• Tidak ada hasil yang ditemukan

BAGIAN DUA: LIMA PULUH KHOTBAH PERTENGAHAN

51. Kandaraka Sutta: Kepada Kandaraka. Sang Buddha

mendiskusikan empat jenis orang yang terdapat di dunia – satu yang menyiksa dirinya sendiri, satu yang menyiksa orang lain, satu yang menyiksa dirinya sendiri dan menyiksa orang lain, dan satu yang tidak menyiksa dirinya sendiri dan tidak menyiksa orang lain.

52. Aṭṭhakanāgara Sutta: Orang dari Aṭṭhakanāgara. Yang Mulia

Ānanda mengajarkan sebelas “pintu menuju Tanpa- Kematian” yang dengannya seorang bhikkhu dapat mencapai keamanan tertinggi dari keterikatan.

53. Sekha Sutta: Siswa dalam Latihan Lebih Tinggi. Atas permintaan Sang Buddha Yang Mulia Ānanda membabarkan khotbah tentang praktik yang dijalani oleh seorang siswa dalam latihan yang lebih tinggi.

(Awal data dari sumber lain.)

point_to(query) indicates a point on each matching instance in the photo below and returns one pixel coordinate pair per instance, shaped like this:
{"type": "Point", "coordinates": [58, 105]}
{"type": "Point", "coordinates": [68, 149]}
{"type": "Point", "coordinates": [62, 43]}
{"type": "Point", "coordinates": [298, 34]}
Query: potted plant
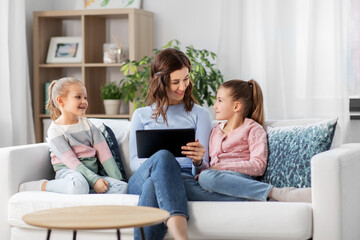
{"type": "Point", "coordinates": [206, 78]}
{"type": "Point", "coordinates": [111, 95]}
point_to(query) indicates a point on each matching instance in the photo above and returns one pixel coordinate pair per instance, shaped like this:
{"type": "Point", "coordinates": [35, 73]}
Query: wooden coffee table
{"type": "Point", "coordinates": [96, 217]}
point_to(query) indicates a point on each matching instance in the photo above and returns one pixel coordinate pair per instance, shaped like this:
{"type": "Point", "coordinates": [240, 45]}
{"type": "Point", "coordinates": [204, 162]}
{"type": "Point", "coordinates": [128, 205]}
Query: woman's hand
{"type": "Point", "coordinates": [101, 185]}
{"type": "Point", "coordinates": [216, 167]}
{"type": "Point", "coordinates": [195, 151]}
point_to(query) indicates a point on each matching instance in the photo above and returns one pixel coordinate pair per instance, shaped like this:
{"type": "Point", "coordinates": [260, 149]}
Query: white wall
{"type": "Point", "coordinates": [195, 22]}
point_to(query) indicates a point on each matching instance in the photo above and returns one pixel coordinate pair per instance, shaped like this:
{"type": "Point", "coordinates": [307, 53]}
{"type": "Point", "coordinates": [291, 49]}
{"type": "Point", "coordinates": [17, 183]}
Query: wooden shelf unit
{"type": "Point", "coordinates": [134, 28]}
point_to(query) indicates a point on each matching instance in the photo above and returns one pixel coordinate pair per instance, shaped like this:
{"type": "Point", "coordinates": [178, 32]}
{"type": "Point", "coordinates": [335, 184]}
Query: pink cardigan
{"type": "Point", "coordinates": [243, 150]}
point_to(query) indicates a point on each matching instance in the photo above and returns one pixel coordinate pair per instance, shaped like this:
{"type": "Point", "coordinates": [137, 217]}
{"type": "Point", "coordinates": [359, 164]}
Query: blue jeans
{"type": "Point", "coordinates": [159, 184]}
{"type": "Point", "coordinates": [195, 192]}
{"type": "Point", "coordinates": [234, 184]}
{"type": "Point", "coordinates": [69, 181]}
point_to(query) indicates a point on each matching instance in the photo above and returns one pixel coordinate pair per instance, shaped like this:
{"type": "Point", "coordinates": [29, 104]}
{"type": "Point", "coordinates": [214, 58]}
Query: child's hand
{"type": "Point", "coordinates": [101, 186]}
{"type": "Point", "coordinates": [194, 151]}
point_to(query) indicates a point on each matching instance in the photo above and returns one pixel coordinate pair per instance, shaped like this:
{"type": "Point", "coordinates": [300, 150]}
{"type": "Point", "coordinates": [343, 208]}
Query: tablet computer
{"type": "Point", "coordinates": [150, 141]}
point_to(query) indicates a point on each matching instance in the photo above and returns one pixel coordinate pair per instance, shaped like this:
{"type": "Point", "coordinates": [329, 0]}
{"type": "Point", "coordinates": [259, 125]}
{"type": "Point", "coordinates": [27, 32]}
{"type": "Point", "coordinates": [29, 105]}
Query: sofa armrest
{"type": "Point", "coordinates": [336, 193]}
{"type": "Point", "coordinates": [24, 163]}
{"type": "Point", "coordinates": [20, 164]}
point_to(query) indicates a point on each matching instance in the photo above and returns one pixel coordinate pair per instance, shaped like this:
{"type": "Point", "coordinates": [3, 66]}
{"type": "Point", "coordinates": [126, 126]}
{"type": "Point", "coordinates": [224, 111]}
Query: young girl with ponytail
{"type": "Point", "coordinates": [76, 146]}
{"type": "Point", "coordinates": [238, 147]}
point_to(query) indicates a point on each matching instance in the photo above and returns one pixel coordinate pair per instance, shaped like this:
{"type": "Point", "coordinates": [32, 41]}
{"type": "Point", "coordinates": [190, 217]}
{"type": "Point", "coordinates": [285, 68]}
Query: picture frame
{"type": "Point", "coordinates": [65, 50]}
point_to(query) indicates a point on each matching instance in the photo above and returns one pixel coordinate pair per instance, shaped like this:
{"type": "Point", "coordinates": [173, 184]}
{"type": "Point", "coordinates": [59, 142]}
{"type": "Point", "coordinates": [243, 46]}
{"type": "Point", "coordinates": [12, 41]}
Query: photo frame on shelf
{"type": "Point", "coordinates": [65, 50]}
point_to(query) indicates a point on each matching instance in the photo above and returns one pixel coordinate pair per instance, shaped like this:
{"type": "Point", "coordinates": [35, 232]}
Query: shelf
{"type": "Point", "coordinates": [74, 65]}
{"type": "Point", "coordinates": [60, 65]}
{"type": "Point", "coordinates": [134, 28]}
{"type": "Point", "coordinates": [118, 116]}
{"type": "Point", "coordinates": [104, 64]}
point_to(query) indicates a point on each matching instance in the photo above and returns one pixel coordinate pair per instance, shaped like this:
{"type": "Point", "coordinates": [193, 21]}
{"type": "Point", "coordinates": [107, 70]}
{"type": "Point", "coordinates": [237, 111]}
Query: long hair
{"type": "Point", "coordinates": [250, 95]}
{"type": "Point", "coordinates": [59, 88]}
{"type": "Point", "coordinates": [164, 63]}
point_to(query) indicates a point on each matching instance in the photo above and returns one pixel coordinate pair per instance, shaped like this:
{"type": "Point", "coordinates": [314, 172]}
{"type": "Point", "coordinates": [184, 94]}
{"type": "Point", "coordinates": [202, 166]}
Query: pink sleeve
{"type": "Point", "coordinates": [256, 165]}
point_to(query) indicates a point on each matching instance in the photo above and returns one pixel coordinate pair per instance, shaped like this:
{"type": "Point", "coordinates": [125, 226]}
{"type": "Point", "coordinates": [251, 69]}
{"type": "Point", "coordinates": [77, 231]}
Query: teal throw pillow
{"type": "Point", "coordinates": [290, 152]}
{"type": "Point", "coordinates": [114, 148]}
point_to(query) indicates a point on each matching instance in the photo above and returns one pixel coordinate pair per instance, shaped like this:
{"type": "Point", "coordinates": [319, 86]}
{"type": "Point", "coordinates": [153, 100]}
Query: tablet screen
{"type": "Point", "coordinates": [150, 141]}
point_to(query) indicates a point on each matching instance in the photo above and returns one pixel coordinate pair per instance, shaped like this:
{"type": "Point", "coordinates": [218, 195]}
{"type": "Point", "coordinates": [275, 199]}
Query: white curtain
{"type": "Point", "coordinates": [16, 122]}
{"type": "Point", "coordinates": [295, 49]}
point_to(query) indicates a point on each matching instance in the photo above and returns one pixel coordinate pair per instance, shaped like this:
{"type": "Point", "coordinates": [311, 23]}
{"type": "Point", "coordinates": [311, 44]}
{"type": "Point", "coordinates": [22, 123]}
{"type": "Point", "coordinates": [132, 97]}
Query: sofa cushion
{"type": "Point", "coordinates": [291, 149]}
{"type": "Point", "coordinates": [121, 129]}
{"type": "Point", "coordinates": [114, 148]}
{"type": "Point", "coordinates": [250, 220]}
{"type": "Point", "coordinates": [208, 220]}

54. Potaliya Sutta: Kepada Potaliya. Sang Buddha mengajarkan

seorang lawan bicara yang pongah tentang makna dari “memotong urusan-urusan” dalam disiplinNya. Sutta ini memberikan serangkaian perumpamaan yang mengesankan akan bahaya dalam kenikmatan indria.

55. Jīvaka Sutta: Kepada Jīvaka. Sang Buddha menjelaskan

daging dan membela para siswaNya terhadap tuduhan tidak benar.

56. Upāli Sutta: Kepada Upāli. Perumah-tangga Upāli yang kaya

dan berpengaruh, seorang penyokong utama bagi kaum Jain, menawarkan diri untuk menghadap Sang Buddha dan membantah doktrinNya. Sebaliknya, ia malah terkonversi oleh “sihir pengalih-keyakinan” dari Sang Buddha.

57. Kukkuravatika Sutta: Petapa Berperilaku-Anjing. Sang Buddha bertemu dengan dua petapa, seorang yang meniru perilaku anjing, dan yang lain meniru perilaku sapi. Beliau mengungkapkan kepada mereka tentang kesia-siaan praktik mereka dan membabarkan khotbah tentang kamma dan buahnya kepada mereka.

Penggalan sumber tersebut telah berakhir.